We would climb the stairs to Rumpton and Rudge’s and enter another age, and an ambience altogether different from the one at home, though home was not far away. Unlike our local GP’s surgery, which you could identify from the smell created by stale cigarettes and linoleum, hot from the stream of sun through the smoke-hazed windows, Rumpton and Rudge’s smelt opulent. Rumpton, the senior partner, believed that a decent, hard-wearing seat was made of leather – thick, brown leather – hide polished with hide, Rudge was inclined to call it. The leather chairs and couch were deep and hid children very satisfactorily. Behind our mother’s desk of inlaid morocco, aspidistras flew in brass pots on the shady, colonnaded verandah, where there were rattan chairs from Singapore. From there you could see the pavilion of a British Colonial tennis club with its row of short, stout palm trees. Through French doors leading from the verandah and the waiting room, to the sound of tennis balls pock-pocking at leisurely intervals, the examination room was a marvel of beautifully made little wooden drawers in handsome cabinets, comfy seats, ophthalmoscopes and eye charts.

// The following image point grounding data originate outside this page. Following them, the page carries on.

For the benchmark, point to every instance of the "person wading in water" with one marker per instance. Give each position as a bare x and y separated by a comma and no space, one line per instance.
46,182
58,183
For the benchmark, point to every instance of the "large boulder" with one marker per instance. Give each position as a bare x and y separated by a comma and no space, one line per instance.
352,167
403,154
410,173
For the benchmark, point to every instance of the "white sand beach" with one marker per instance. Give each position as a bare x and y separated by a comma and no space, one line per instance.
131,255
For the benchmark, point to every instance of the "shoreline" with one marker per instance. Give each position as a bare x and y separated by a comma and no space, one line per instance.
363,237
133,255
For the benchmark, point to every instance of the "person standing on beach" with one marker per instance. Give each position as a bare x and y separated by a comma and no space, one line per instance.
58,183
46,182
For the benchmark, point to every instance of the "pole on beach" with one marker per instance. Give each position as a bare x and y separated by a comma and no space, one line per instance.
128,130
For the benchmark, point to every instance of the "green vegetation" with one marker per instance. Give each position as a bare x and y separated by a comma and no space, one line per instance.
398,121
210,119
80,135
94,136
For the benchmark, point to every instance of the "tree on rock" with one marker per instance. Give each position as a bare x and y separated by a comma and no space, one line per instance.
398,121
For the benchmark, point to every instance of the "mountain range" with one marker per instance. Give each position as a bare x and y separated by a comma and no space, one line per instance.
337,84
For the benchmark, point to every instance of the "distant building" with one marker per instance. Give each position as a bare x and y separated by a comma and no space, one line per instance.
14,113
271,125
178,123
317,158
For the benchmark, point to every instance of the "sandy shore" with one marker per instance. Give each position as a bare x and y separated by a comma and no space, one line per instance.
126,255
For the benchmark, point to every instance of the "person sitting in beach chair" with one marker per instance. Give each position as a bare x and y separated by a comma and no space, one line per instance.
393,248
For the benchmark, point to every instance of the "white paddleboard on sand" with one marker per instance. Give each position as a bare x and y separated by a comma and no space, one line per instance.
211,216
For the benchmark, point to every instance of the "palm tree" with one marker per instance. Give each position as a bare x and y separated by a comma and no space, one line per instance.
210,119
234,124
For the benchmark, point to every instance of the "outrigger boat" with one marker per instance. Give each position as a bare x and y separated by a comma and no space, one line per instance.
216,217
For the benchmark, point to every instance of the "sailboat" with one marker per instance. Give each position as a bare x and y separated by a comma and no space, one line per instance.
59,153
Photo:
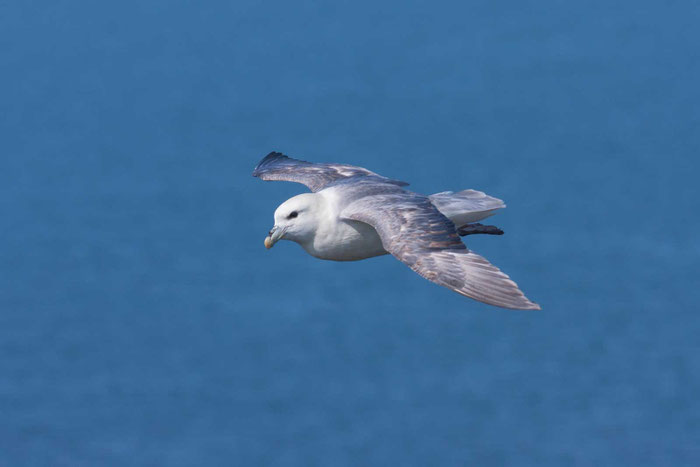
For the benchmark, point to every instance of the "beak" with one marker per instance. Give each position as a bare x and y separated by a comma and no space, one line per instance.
273,237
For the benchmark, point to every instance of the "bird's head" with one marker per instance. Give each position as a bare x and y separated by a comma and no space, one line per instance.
295,219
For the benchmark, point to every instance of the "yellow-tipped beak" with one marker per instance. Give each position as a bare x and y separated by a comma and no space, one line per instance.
273,236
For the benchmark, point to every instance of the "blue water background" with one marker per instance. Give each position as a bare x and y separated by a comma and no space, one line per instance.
143,323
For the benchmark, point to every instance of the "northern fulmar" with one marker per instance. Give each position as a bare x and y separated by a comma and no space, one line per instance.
353,214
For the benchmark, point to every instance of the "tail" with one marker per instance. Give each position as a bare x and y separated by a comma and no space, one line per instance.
467,206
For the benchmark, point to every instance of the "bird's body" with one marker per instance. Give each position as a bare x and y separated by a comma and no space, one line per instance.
354,214
343,239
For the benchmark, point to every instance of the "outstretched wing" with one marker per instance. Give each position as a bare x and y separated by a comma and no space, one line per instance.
416,233
277,166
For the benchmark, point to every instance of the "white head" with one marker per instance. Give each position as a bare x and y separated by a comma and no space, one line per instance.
296,219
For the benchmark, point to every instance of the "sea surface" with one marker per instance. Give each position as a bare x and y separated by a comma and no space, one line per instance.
143,323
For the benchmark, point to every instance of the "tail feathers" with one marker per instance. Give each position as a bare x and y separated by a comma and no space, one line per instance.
467,206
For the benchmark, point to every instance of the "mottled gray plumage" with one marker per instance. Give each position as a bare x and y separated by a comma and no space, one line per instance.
409,225
276,166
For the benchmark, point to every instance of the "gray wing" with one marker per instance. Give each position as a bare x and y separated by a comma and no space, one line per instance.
417,234
277,166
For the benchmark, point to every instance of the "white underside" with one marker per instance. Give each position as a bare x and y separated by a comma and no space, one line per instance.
348,240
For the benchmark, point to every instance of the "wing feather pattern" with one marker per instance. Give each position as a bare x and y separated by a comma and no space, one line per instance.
277,166
415,232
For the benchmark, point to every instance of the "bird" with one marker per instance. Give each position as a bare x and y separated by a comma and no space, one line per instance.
353,214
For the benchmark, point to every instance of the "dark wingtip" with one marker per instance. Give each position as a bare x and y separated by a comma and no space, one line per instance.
476,228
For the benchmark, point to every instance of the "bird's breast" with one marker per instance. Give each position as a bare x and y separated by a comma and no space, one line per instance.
346,240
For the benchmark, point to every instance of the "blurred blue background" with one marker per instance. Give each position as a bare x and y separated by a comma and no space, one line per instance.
143,323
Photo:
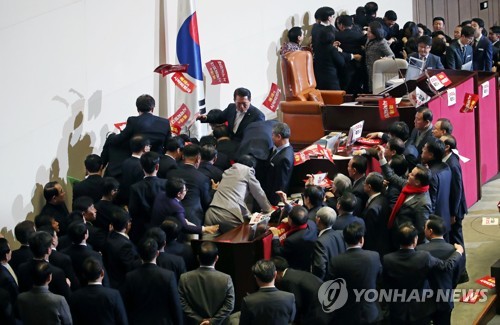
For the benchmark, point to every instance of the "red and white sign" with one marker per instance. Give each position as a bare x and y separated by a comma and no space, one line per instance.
183,83
273,99
180,117
218,72
387,108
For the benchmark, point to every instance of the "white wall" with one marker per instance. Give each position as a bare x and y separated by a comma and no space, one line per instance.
70,69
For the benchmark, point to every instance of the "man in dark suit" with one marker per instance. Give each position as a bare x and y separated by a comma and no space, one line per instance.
143,195
440,184
330,242
120,254
41,247
376,214
206,294
431,61
150,292
345,207
95,304
79,251
154,128
39,305
360,269
169,160
482,57
280,163
423,129
198,196
440,280
92,185
408,269
23,231
305,287
268,305
295,240
460,52
131,169
238,115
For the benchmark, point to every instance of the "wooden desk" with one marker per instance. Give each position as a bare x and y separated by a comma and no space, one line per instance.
238,251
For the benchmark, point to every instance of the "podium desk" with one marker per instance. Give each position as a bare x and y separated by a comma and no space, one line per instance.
487,122
238,251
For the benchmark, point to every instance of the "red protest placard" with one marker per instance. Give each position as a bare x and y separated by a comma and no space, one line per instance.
165,69
470,102
183,83
119,125
218,72
179,119
487,281
273,99
387,108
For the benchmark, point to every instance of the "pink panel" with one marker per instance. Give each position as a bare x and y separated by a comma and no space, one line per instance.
488,132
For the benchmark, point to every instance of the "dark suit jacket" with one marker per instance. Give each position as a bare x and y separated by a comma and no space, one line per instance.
154,128
78,254
170,207
172,263
438,279
210,171
331,243
408,269
305,287
253,114
19,256
482,55
142,198
376,215
458,205
57,286
151,297
279,173
298,248
432,61
206,293
92,186
268,306
120,257
455,58
439,191
198,196
360,269
166,164
97,305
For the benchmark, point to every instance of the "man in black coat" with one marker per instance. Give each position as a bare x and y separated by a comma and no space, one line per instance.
198,196
95,304
408,269
238,115
154,128
360,269
268,305
440,280
92,185
150,292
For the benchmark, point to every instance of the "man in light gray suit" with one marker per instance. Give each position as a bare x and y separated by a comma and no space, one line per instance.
207,295
229,207
39,305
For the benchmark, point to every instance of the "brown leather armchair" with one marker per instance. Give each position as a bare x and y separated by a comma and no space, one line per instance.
301,109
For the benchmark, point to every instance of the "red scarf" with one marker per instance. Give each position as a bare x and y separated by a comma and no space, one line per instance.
286,230
407,190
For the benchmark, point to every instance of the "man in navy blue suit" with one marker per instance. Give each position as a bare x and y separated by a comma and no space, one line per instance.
482,58
154,128
431,61
238,115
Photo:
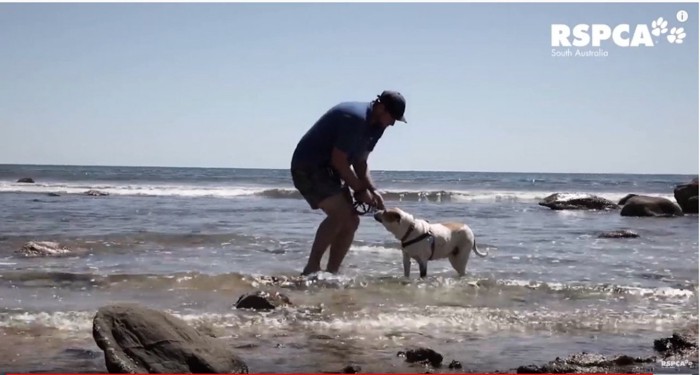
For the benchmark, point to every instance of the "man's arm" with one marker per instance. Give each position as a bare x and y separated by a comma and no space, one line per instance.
362,171
339,160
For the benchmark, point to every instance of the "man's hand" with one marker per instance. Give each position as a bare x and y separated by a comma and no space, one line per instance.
365,197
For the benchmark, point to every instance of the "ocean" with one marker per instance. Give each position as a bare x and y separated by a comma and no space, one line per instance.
190,241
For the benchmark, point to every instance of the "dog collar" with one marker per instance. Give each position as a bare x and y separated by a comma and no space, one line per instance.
405,244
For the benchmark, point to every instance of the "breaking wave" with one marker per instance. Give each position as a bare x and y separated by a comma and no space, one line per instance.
287,192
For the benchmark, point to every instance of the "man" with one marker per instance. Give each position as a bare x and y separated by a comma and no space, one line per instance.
333,151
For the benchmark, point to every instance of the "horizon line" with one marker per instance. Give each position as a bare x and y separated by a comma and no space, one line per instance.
371,170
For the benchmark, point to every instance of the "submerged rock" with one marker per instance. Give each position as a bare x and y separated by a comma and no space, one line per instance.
96,193
563,201
136,339
588,363
641,205
619,234
42,249
261,300
682,345
422,356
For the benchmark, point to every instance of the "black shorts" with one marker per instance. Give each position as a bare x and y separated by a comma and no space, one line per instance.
317,184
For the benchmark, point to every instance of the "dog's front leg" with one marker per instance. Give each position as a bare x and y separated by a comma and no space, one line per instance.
423,266
406,265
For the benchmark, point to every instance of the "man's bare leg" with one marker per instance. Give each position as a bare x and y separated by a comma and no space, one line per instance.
341,244
335,208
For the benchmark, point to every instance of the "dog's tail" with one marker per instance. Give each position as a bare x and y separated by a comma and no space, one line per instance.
479,252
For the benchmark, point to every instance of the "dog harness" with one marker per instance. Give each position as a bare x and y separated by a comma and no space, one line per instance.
428,234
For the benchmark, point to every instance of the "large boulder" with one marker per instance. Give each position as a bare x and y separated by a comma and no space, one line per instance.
687,196
642,205
136,339
565,201
582,363
681,346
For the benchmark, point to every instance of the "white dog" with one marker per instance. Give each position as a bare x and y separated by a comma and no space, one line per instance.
423,241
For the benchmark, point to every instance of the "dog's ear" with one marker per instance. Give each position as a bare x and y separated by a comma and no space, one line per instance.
392,216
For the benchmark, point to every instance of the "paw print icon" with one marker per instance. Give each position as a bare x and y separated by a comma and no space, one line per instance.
676,35
659,26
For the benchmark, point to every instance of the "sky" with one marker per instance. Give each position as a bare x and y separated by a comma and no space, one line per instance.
237,85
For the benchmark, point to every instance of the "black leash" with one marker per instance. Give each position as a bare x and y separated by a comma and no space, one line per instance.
363,208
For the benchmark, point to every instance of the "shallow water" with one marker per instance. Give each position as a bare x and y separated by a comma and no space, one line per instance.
191,241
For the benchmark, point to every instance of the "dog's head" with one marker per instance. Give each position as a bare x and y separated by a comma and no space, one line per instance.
395,220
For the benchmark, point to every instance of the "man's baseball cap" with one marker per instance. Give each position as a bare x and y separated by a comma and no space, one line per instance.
394,103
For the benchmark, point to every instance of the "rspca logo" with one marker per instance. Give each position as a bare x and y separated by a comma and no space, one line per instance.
585,36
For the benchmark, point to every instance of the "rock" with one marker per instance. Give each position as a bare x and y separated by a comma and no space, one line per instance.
681,345
561,201
96,193
262,300
687,196
136,339
588,363
42,249
642,205
422,356
352,369
619,234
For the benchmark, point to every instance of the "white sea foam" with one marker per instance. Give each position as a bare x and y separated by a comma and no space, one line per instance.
290,192
369,321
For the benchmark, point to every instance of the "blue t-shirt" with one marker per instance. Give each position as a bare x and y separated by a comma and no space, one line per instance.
345,126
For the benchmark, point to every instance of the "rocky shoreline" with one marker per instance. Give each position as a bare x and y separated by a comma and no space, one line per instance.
137,339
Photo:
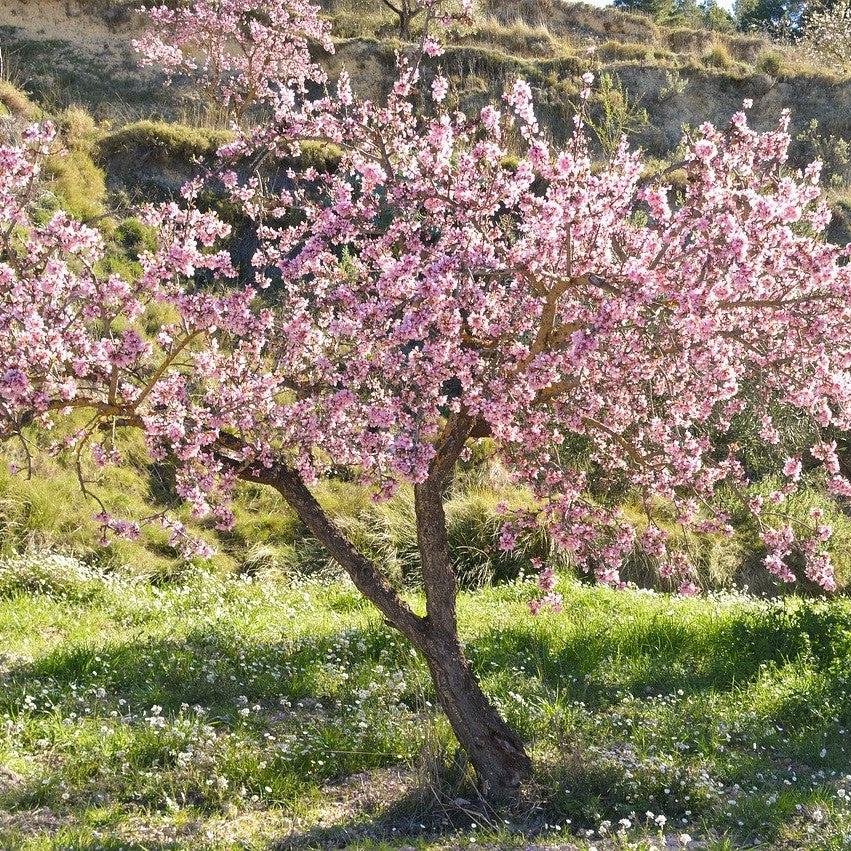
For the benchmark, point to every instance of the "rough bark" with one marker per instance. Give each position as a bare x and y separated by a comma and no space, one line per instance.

Rumpton, tall and thin, wore three-piece suits and a pince-nez. Rudge, a late ape, wore clips on his shirtsleeves and called Rumpton ‘Gloom Bottom’. Rumpton had a saturnine temperament while Rudge was jovial; the former called our mother Motto, the latter, O’Rourke. They loved her, and she was pretty satisfied with them, though their wives kept cropping up with little requests – would Motto mind minding the Pekinese while Mrs Rumpton went shopping? Would O’Rourkey be a dear and pick up some shirts from the cleaners in her lunch hour? Every now and then Stella Coretti née Motte wielded the family escutcheon – who did Marjorie Rudge think she was? Nothing in her family tree except phloem and xylem. And who did Marjorie Rumpton think she was addressing? And why were all eye doctors’ wives called Marjorie, a name redolent of cold weather and cardigans?